Certaines universités offrent aux étudiants dispensés d’assiduité la possibilité de passer des examens adaptés : sujets différents, corrections prenant en compte le fait que tu n’as pas assisté à tous les cours, etc.

Ces aménagements varient selon les universités. Ils sont parfois réservés aux étudiant-e-s de Master. Généralement, il faut en faire la demande lors des inscriptions pédagogiques, au service des inscriptions. Mieux vaut se renseigner à l’avance et s’y prendre tôt : renseignes-toi auprès du secrétariat de ton UFR.

Prime d’activité ?

La loi du 17 août 2015 relative au dialogue social et à l’emploi crée une nouvelle prime d’activité destinée à compléter le revenu des travailleurs modestes. Elle entre en vigueur le 1er janvier 2016 et sera versée tous les trimestres. Les étudiants salarié-e-s pourront en bénéficier. Il faudra néanmoins que tes revenus dépassent 0,78 fois le Smic soit environ 900 € net mensuels au cours des 3 derniers mois.

Le ministère de l’Éducation nationale, de l’Enseignement supérieur et de la Recherche estime que100.000 étudiants salariés pourront en bénéficier en 2016, contre 5.000 ou 6.000 à pouvoir prétendre à l’ancien dispositif (RSA activité, prime pour l’emploi).

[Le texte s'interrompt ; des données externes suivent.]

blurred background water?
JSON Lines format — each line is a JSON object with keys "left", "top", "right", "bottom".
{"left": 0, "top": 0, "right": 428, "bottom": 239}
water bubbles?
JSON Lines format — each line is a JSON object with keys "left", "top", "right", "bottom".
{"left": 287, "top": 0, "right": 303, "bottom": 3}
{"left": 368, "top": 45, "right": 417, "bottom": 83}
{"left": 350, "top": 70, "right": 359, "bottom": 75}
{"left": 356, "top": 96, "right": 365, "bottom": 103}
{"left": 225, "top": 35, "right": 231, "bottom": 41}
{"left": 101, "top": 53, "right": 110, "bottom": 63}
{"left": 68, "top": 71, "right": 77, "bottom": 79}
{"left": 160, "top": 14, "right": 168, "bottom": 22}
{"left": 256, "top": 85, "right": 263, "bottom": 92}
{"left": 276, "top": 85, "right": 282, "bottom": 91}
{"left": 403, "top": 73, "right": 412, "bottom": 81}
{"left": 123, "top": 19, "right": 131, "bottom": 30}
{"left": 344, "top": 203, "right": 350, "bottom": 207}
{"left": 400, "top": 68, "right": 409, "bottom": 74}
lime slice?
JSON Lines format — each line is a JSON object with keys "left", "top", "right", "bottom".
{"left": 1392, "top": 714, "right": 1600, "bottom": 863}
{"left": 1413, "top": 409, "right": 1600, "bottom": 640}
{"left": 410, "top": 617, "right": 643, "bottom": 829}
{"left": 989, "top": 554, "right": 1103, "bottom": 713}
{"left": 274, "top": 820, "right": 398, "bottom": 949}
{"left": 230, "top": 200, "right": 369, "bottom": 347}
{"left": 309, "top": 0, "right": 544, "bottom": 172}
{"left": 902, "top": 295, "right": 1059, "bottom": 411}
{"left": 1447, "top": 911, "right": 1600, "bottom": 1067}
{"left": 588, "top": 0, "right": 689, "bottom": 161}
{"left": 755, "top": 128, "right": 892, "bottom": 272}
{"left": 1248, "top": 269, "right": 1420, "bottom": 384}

Pour en finir avec le salariat étudiant :

Malheureusement, le salariat étudiant est la principale cause d’échec dans l’enseignement suppérieur. Son abolition par la mise en place d’un salaire étudiant reconnaissant notre rôle social et permettant de sécuriser notre parcours d’étude est une nécessité à l’heure ou les inégalités sociales montent et se traduisent de plus en plus par une inégalité des chances accrue dans la scolarité et les études.